Auch der Freiburger Historiker Jörn Leonhard betont in seinem gerade publizierten Standardwerk zum Versailler Frieden:
"Die Siegermächte hoben nun die deutsche Kriegsschuld hervor. Und dabei wurde jetzt nicht mehr nur von den politischen und militärischen Eliten des Kaiserreiches gesprochen, sondern ausdrücklich das deutsche 'Volk' benannt."

Argument für Nationalisten und Republikfeinde

Am Ende mehrerer Ultimaten, dem Rücktritt der Regierung Scheidemann und der Installierung einer Koalitionsregierung unter dem Sozialdemokraten Gustav Bauer, musste die Annahme des Versailler Vertrages erfolgen. Reichskanzler Bauer führte dazu am 23. Juni 1919 aus:
"Die Regierung der deutschen Republik ist bereit, den Friedensvertrag zu unterzeichnen, ohne jedoch damit anzuerkennen, dass das deutsche Volk der Urheber des Krieges sei."
Indessen, die Alliierten lehnten ab: "Kein Protest heute mehr, keinen Sturm der Empörung. Unterschreiben wir! Das ist der Vorschlag, den ich Ihnen im Namen des gesamten Kabinetts machen muss."
Protokollarisch entwürdigt und moralisch verdammt, unterzeichneten endlich am 28. Juni 1919 die Vertreter der ersten deutschen Republik den Friedensvertrag im Spiegelsaal von Versailles. Für alle deutschen Nationalisten und Republikfeinde stand damit unwiderruflich fest: Der eigentliche Verantwortliche für die Niederlage und die Bedingungen des sogenannten Diktatfriedens waren die Demokratie und deren Vertreter.
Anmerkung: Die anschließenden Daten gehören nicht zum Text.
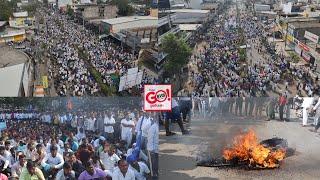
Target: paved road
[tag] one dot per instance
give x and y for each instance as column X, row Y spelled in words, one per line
column 178, row 154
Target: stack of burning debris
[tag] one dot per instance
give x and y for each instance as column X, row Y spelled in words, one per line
column 246, row 152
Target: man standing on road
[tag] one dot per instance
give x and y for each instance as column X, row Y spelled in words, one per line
column 282, row 103
column 127, row 125
column 316, row 121
column 153, row 145
column 174, row 115
column 307, row 102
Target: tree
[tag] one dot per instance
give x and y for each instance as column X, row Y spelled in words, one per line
column 70, row 11
column 31, row 8
column 177, row 51
column 124, row 9
column 6, row 9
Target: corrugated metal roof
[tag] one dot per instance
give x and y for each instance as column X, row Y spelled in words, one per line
column 126, row 19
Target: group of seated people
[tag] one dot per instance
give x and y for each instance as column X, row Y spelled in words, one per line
column 38, row 149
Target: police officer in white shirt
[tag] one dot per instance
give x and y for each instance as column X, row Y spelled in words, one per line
column 140, row 170
column 123, row 172
column 153, row 145
column 109, row 122
column 109, row 158
column 143, row 125
column 127, row 125
column 307, row 102
column 53, row 161
column 316, row 108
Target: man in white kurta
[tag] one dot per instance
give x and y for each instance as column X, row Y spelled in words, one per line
column 307, row 102
column 127, row 125
column 316, row 108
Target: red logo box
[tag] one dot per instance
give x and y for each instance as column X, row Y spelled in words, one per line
column 157, row 97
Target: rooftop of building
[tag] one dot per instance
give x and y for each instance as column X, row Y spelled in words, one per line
column 126, row 19
column 10, row 56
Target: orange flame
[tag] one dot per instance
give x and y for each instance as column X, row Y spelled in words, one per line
column 246, row 148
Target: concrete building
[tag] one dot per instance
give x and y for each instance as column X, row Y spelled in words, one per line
column 95, row 11
column 15, row 73
column 62, row 4
column 12, row 35
column 189, row 16
column 21, row 20
column 303, row 38
column 115, row 25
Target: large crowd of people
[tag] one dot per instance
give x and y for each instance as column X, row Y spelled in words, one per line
column 74, row 50
column 307, row 109
column 221, row 69
column 115, row 143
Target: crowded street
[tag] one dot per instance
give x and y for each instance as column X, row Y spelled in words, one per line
column 213, row 126
column 75, row 53
column 72, row 140
column 235, row 59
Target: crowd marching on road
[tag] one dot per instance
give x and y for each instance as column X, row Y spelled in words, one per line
column 222, row 67
column 115, row 143
column 73, row 50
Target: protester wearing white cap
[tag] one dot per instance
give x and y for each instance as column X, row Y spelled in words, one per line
column 127, row 126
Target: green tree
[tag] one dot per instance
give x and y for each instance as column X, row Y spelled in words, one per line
column 70, row 11
column 6, row 9
column 124, row 9
column 31, row 8
column 178, row 52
Alleinschuld wurde als Demütigung empfunden

Sechseinhalb Monate später, am 10. Januar 1920, trat der Versailler Frieden völkerrechtlich in Kraft. Allein im territorialen Bereich gingen Deutschland über 70.000 Quadratkilometer verloren, über sieben der knapp 65 Millionen Einwohner waren nun keine deutschen Staatsbürger mehr.
Vor allem jedoch: Die vertraglich fixierte deutsche Alleinschuld am Kriege galt partei- und generationsübergreifend als demütigend. Dabei hatte sie ursprünglich als Begründung für die alliierten Forderungen nach materieller Wiedergutmachung gedient.
Vor allem in den einstigen Hauptkampfgebieten in Frankreich gab es weder intakte Städte oder Dörfer noch eine irgendwie funktionierende Infrastruktur. Eine mit Munition kontaminierte, von menschlichen Überresten übersäte Mondlandschaft bestimmte für Jahrzehnte das Bild. In Deutschland wurde das kaum zur Kenntnis genommen oder mit den eigenen Leidenserfahrungen konterkariert.

Grundlage nationalistischer Rhetorik

Einer nationalistischen Instrumentalisierung der Kriegsschuld Deutschlands war damit Tür und Tor geöffnet. Der diplomatisch erfahrene Harry Graf Kessler, einer der großen Beobachter seiner Zeit, vermerkte anlässlich des Inkrafttretens des Versailler Vertrags in seinem Tagebuch:
"Eine furchtbare Zeit beginnt für Europa, eine Vorgewitter-Schwüle, die in einer wahrscheinlich noch furchtbareren Explosion als der Weltkrieg enden wird. Bei uns sind alle Anzeichen für ein fortgesetztes Anwachsen des Nationalismus."
Das waren prophetische Worte. Schon wenig später, in der Reichstagswahl vom 6. Juni 1920, verlor die republikstützende Weimarer Koalition aus Sozialdemokraten, dem konservativen Zentrum und der linksliberalen Deutschen Demokratischen Partei ihre Mehrheit. Es war eine Niederlage von Dauer und der Anfang vom Ende der ersten deutschen Republik.